= Eric McCormick =

New Zealand historian

Eric McCormick

Eric Hall McCormick (17 June 1906 – 23 March 1995) was a New Zealand teacher, critic, historian, university lecturer and biographer.

==Life and career==
McCormick was born in Taihape, Wanganui. He attended Wellington College, Wellington, as a boarder, and then studied at the Teachers' Training College, Wellington, and Victoria University College. He continued his studies at Victoria while teaching at rural schools near Nelson, eventually graduating Master of Arts in English and Latin. In the early 1930s he studied at Clare College, Cambridge.

Of McCormick's first book, Letters and Art in New Zealand (1940), the reviewer for the Auckland Star declared that of all the books published in New Zealand's centennial year of 1940, none was "so rich in information not otherwise easily accessible, or so likely to increase understanding of the social changes which the Dominion has known", and concluded that it was "an excellent piece of work of which New Zealand until now has stood much in need". The historian Keith Sinclair later described it as "a work of such discrimination and scholarship as at once to establish the author as the first of his countrymen entitled to be called critic".

McCormick served with the New Zealand Army in the Middle East during World War II, at first as a medical orderly but later as a war archivist. He rose to the rank of captain, and on his return to New Zealand in 1945 he was appointed chief war archivist.
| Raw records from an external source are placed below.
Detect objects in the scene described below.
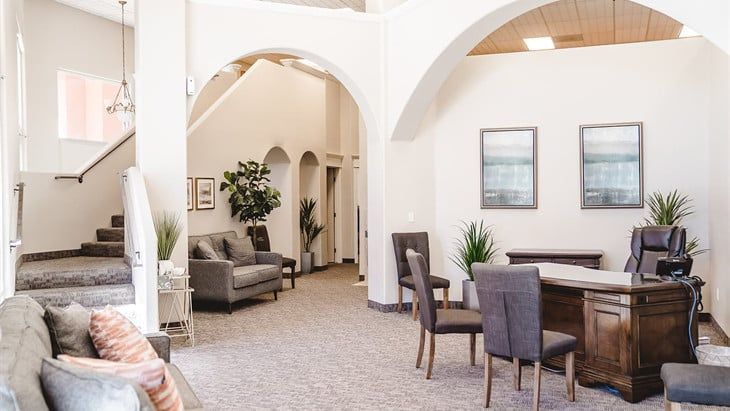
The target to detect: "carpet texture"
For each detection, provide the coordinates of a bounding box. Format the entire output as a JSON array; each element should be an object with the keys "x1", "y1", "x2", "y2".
[{"x1": 172, "y1": 265, "x2": 719, "y2": 410}]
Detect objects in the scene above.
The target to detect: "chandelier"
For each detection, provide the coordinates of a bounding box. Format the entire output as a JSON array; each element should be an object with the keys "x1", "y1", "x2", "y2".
[{"x1": 106, "y1": 0, "x2": 134, "y2": 129}]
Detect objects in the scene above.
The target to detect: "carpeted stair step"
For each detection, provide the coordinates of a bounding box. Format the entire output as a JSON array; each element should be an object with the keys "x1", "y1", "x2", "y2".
[
  {"x1": 112, "y1": 214, "x2": 124, "y2": 228},
  {"x1": 81, "y1": 241, "x2": 124, "y2": 257},
  {"x1": 15, "y1": 257, "x2": 132, "y2": 291},
  {"x1": 15, "y1": 284, "x2": 134, "y2": 307},
  {"x1": 96, "y1": 227, "x2": 124, "y2": 242}
]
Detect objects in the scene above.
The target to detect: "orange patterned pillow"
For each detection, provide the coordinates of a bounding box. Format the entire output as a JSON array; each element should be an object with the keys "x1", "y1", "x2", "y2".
[{"x1": 89, "y1": 305, "x2": 183, "y2": 411}]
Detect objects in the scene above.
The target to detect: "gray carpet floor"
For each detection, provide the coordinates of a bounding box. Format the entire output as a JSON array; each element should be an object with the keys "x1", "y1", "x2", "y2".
[{"x1": 172, "y1": 265, "x2": 718, "y2": 410}]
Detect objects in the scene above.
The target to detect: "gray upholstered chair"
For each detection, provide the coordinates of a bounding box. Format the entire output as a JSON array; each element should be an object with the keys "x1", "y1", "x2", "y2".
[
  {"x1": 406, "y1": 249, "x2": 482, "y2": 379},
  {"x1": 392, "y1": 232, "x2": 451, "y2": 321},
  {"x1": 472, "y1": 263, "x2": 578, "y2": 410},
  {"x1": 624, "y1": 225, "x2": 687, "y2": 274},
  {"x1": 661, "y1": 363, "x2": 730, "y2": 411}
]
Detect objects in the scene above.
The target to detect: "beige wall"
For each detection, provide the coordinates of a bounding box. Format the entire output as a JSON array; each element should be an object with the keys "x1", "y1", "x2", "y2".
[{"x1": 25, "y1": 0, "x2": 134, "y2": 173}]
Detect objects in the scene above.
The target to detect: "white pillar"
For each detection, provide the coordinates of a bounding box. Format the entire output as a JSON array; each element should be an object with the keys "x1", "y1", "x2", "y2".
[{"x1": 135, "y1": 0, "x2": 187, "y2": 266}]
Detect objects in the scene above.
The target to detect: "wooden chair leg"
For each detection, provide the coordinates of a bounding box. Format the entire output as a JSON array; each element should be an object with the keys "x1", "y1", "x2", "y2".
[
  {"x1": 484, "y1": 353, "x2": 492, "y2": 408},
  {"x1": 512, "y1": 358, "x2": 522, "y2": 391},
  {"x1": 426, "y1": 333, "x2": 436, "y2": 380},
  {"x1": 565, "y1": 351, "x2": 575, "y2": 402},
  {"x1": 532, "y1": 361, "x2": 542, "y2": 411},
  {"x1": 416, "y1": 326, "x2": 426, "y2": 368}
]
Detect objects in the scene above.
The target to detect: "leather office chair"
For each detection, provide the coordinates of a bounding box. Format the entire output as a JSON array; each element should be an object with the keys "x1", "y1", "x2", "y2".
[
  {"x1": 392, "y1": 232, "x2": 451, "y2": 321},
  {"x1": 406, "y1": 249, "x2": 482, "y2": 379},
  {"x1": 472, "y1": 263, "x2": 578, "y2": 410},
  {"x1": 246, "y1": 225, "x2": 297, "y2": 288},
  {"x1": 624, "y1": 225, "x2": 687, "y2": 274}
]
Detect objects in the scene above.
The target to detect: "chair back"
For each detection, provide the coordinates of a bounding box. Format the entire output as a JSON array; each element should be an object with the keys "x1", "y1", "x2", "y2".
[
  {"x1": 472, "y1": 263, "x2": 542, "y2": 361},
  {"x1": 406, "y1": 249, "x2": 436, "y2": 332},
  {"x1": 624, "y1": 225, "x2": 687, "y2": 274},
  {"x1": 392, "y1": 231, "x2": 431, "y2": 282}
]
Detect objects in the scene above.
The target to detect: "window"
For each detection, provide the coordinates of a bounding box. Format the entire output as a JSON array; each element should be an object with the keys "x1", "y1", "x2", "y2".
[{"x1": 58, "y1": 70, "x2": 126, "y2": 142}]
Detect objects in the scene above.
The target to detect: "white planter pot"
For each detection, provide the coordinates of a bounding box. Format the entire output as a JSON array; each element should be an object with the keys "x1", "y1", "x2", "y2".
[
  {"x1": 302, "y1": 252, "x2": 314, "y2": 274},
  {"x1": 461, "y1": 280, "x2": 480, "y2": 311}
]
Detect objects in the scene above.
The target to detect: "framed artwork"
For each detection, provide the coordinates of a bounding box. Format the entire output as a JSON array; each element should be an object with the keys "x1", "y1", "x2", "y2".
[
  {"x1": 195, "y1": 178, "x2": 215, "y2": 210},
  {"x1": 183, "y1": 177, "x2": 195, "y2": 211},
  {"x1": 480, "y1": 127, "x2": 537, "y2": 208},
  {"x1": 580, "y1": 123, "x2": 644, "y2": 208}
]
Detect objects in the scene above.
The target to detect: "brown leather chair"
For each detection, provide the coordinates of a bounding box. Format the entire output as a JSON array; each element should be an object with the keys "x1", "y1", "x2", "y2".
[
  {"x1": 406, "y1": 249, "x2": 482, "y2": 379},
  {"x1": 472, "y1": 263, "x2": 578, "y2": 410},
  {"x1": 246, "y1": 225, "x2": 297, "y2": 288},
  {"x1": 392, "y1": 232, "x2": 451, "y2": 321},
  {"x1": 624, "y1": 225, "x2": 687, "y2": 274}
]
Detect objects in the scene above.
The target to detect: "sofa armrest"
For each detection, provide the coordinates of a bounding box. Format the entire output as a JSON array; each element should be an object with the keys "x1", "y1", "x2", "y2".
[
  {"x1": 145, "y1": 331, "x2": 170, "y2": 362},
  {"x1": 188, "y1": 259, "x2": 233, "y2": 302}
]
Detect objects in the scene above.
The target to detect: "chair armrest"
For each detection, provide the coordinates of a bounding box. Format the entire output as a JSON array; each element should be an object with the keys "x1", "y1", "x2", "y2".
[
  {"x1": 188, "y1": 259, "x2": 233, "y2": 302},
  {"x1": 145, "y1": 331, "x2": 170, "y2": 362}
]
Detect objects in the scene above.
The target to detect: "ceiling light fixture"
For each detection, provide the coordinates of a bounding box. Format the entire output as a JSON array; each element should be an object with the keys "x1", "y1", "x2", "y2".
[
  {"x1": 522, "y1": 37, "x2": 555, "y2": 51},
  {"x1": 106, "y1": 0, "x2": 134, "y2": 130}
]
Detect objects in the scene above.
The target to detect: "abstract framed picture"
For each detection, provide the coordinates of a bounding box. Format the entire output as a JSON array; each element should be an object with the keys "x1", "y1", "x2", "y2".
[
  {"x1": 480, "y1": 127, "x2": 537, "y2": 208},
  {"x1": 580, "y1": 122, "x2": 644, "y2": 208},
  {"x1": 187, "y1": 177, "x2": 195, "y2": 211},
  {"x1": 195, "y1": 178, "x2": 215, "y2": 210}
]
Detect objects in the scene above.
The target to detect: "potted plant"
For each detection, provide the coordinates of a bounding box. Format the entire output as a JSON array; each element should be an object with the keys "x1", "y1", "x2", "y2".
[
  {"x1": 449, "y1": 221, "x2": 498, "y2": 311},
  {"x1": 152, "y1": 211, "x2": 181, "y2": 283},
  {"x1": 220, "y1": 160, "x2": 281, "y2": 249},
  {"x1": 299, "y1": 197, "x2": 324, "y2": 274}
]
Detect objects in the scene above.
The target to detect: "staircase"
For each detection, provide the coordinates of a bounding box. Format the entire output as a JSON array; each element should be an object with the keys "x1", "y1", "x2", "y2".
[{"x1": 15, "y1": 215, "x2": 134, "y2": 315}]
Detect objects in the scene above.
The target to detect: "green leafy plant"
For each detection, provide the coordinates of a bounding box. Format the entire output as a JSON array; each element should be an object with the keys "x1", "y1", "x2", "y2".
[
  {"x1": 152, "y1": 211, "x2": 182, "y2": 260},
  {"x1": 640, "y1": 190, "x2": 707, "y2": 256},
  {"x1": 449, "y1": 221, "x2": 499, "y2": 281},
  {"x1": 220, "y1": 160, "x2": 281, "y2": 246},
  {"x1": 299, "y1": 197, "x2": 325, "y2": 253}
]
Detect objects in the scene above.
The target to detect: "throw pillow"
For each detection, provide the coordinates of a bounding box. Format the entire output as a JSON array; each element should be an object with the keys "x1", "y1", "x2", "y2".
[
  {"x1": 40, "y1": 358, "x2": 155, "y2": 411},
  {"x1": 223, "y1": 237, "x2": 256, "y2": 267},
  {"x1": 43, "y1": 303, "x2": 99, "y2": 358},
  {"x1": 195, "y1": 241, "x2": 218, "y2": 260}
]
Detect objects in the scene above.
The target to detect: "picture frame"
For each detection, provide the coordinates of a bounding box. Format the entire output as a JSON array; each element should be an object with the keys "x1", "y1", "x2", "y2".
[
  {"x1": 479, "y1": 127, "x2": 537, "y2": 209},
  {"x1": 195, "y1": 177, "x2": 215, "y2": 210},
  {"x1": 580, "y1": 122, "x2": 644, "y2": 209},
  {"x1": 187, "y1": 177, "x2": 195, "y2": 211}
]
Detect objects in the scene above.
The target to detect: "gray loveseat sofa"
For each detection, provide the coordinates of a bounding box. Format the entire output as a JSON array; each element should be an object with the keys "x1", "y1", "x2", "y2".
[
  {"x1": 188, "y1": 231, "x2": 283, "y2": 314},
  {"x1": 0, "y1": 296, "x2": 203, "y2": 411}
]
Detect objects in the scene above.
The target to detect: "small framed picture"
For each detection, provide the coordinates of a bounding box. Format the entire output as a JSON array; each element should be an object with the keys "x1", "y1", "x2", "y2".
[
  {"x1": 188, "y1": 177, "x2": 195, "y2": 211},
  {"x1": 479, "y1": 127, "x2": 537, "y2": 208},
  {"x1": 195, "y1": 178, "x2": 215, "y2": 210},
  {"x1": 580, "y1": 123, "x2": 644, "y2": 208}
]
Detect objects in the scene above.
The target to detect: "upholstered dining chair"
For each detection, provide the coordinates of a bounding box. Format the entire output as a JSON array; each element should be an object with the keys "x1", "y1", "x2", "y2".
[
  {"x1": 392, "y1": 232, "x2": 451, "y2": 321},
  {"x1": 406, "y1": 249, "x2": 482, "y2": 379},
  {"x1": 472, "y1": 263, "x2": 578, "y2": 410},
  {"x1": 624, "y1": 225, "x2": 687, "y2": 274}
]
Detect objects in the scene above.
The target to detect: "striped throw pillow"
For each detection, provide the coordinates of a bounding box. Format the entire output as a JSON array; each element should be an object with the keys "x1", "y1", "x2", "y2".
[{"x1": 89, "y1": 305, "x2": 183, "y2": 411}]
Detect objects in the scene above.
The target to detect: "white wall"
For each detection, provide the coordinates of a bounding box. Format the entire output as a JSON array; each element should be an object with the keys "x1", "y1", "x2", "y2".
[
  {"x1": 387, "y1": 38, "x2": 727, "y2": 300},
  {"x1": 25, "y1": 0, "x2": 134, "y2": 173}
]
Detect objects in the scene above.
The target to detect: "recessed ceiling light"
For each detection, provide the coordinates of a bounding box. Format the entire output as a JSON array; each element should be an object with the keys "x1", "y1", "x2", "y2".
[
  {"x1": 523, "y1": 37, "x2": 555, "y2": 51},
  {"x1": 679, "y1": 26, "x2": 700, "y2": 39}
]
In 1947, McCormick was appointed senior lecturer in English at Auckland University College. He resigned in 1951 to take up a two-year University of New Zealand senior research fellowship. Later in the 1950s he became an independent scholar, living frugally in the Auckland suburb of Green Bay with his sister Myra.

==Books==
- Making New Zealand: Pictorial Surveys of a Century (1939–40; he edited this 30-volume series)
- Letters and Art in New Zealand (1940)
- New Zealand, a Colony of the Mind (1945)
- Poetry in New Zealand (1947)
- The Later Novel (1947)
- The Expatriate: A Study of Frances Hodgkins (1954)
- The Voice of a Silent Land: New Zealand Writing (1955)
- Eric Lee-Johnson (1956)
- The Inland Eye: A Sketch in Visual Autobiography (1959)
- New Zealand Literature: A Survey (1959)
- Tasman and New Zealand: A Bibliographical Study (1959)
- The Fascinating Folly: Dr Hocken and His Fellow Collectors (1961)
- Alexander Turnbull: His Life, His Circle, His Collections (1974)
- Omai: Pacific Envoy (1977)
- Portrait of Frances Hodgkins (1981)
- The Friend of Keats: A Life of Charles Armitage Brown (1989)
- An Absurd Ambition: Autobiographical Writings (1996; edited by Dennis McEldowney)

Writing, a New Country: A Collection of Essays Presented to E. H. McCormick in His 88th Year is a 1993 festschrift of 16 essays by 16 authors.